In January 2003 Halstead learned that she was to be promoted to general. The frocking ceremony happened in August 2004 (but the pay increase that accompanied the promotion did not take effect until January 2005. Halsted joked “my friends from back home called this a fleecing!”).

In September 2004, she became commanding general of the 3d Corps Support Command (3rd COSCOM), United States Army Europe and Seventh Army, Germany. The 3rd COSCOM was to spend one year training in Germany before deployment to Iraq; the first Iraqi elections were scheduled for November 2005 and their operation had to be in place by then.

In her first command as a general, Halstead was responsible for 20,000 military and 5,000 civilian personnel. The staggering logistical complexity of the operation was a function not only of its sheer size but also of the deployment of Soldiers at different dates and with different levels of training and preparation. (Halstead commented that she could always tell the Soldiers who were new to the Corps because they were quicker to fire.) At the outset, Halstead articulated her outlook and her aims by circulating a memorandum of her “Daily Philosophy” to her entire command. (The full memo appears as Exhibit 7). The memo began:

The purpose of this memorandum is to SHARE my personal philosophy on life and leading. I believe the most effective way to care for people is to get to KNOW them. So, the focus of this written memo is to help you get to know me and have a better understanding of who I am and what is important in my life. Clearly, to be given the responsibility and the opportunity to lead Soldiers is at the top of the list; it is an honor and a privilege. First and foremost, I am very much like all of you: I’m a Soldier, a daughter, a granddaughter, a sister, and a friend. In these roles, it is very important to me that I am a person others can trust and depend upon. Two words describe how I try to live each day: “STEADFAST LEADERSHIP.” As a leader, I will do everything within my power to ensure a positive climate and work environment where people come first and missions are always accomplished. “STEADFAST” is an acronym and stands for: Soldiers, Training, Excellence, Attitude, Discipline, Family (and Friends), Accountability, Selfless service, and Teamwork.

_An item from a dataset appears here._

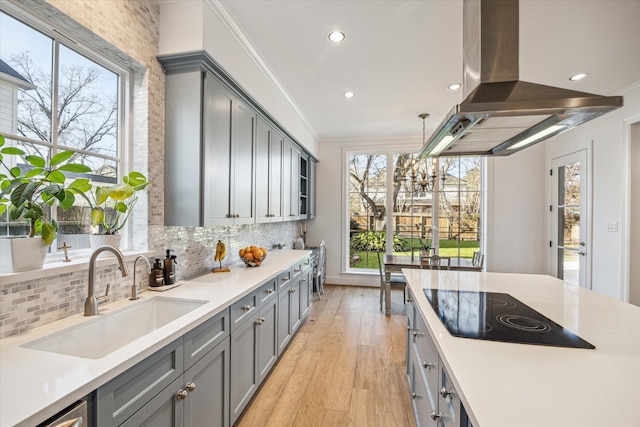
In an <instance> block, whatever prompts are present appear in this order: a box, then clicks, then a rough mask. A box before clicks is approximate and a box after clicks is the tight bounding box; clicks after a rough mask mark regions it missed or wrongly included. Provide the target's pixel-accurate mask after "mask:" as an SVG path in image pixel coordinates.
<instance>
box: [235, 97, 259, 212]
mask: <svg viewBox="0 0 640 427" xmlns="http://www.w3.org/2000/svg"><path fill="white" fill-rule="evenodd" d="M235 103H236V108H235V109H234V117H233V131H234V133H233V143H232V155H233V162H232V166H231V171H232V177H233V178H232V182H231V188H232V189H231V199H232V202H231V211H230V212H231V214H232V216H233V217H234V218H233V223H234V224H252V223H253V222H254V221H253V194H254V193H253V185H254V175H253V135H254V125H255V120H256V113H255V112H254V111H253V110H252V109H251V107H249V106H248V105H246V104H245V103H243V102H241V101H239V100H237V99H236V100H235Z"/></svg>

Halstead outlined the scope and mission of her command in Iraq:

My unit was to provide the operational logistics (distribution of supplies–fuel, ammo, water, parts, food, clothing, medical, etc–and vehicle maintenance) across all of Iraq in support of the 250,000 military and civilians serving there and the 20,000 military and 5,000 civilians in my direct command were operating out of 55 different bases. I was also responsible for the base defense of 5 bases; one was Balad, the largest logistics base in Iraq. There were 30,000 people located there and, although they did not all work for me, the burden of protecting them was part of my mission. Additionally, I had 3 Infantry Brigades under my command and control–historic for a logistician and female! I also had 3 Iraqi Transportation Regiments in my command and we provided them transportation and maintenance training.

Halstead had one year to plan her operation and train and certify her units for deployments. Certification was necessary for any deployment in the Army and demonstrated that established standards had been met on all aspects of individual and collective performance from firing of weaponry to competency in cultural training. After months of painstaking preparation and training (see Exhibits 8, 9, and 10 for training materials Halstead prepared and distributed to her command), Halstead was confident her Soldiers and unit were ready to be certified for deployment.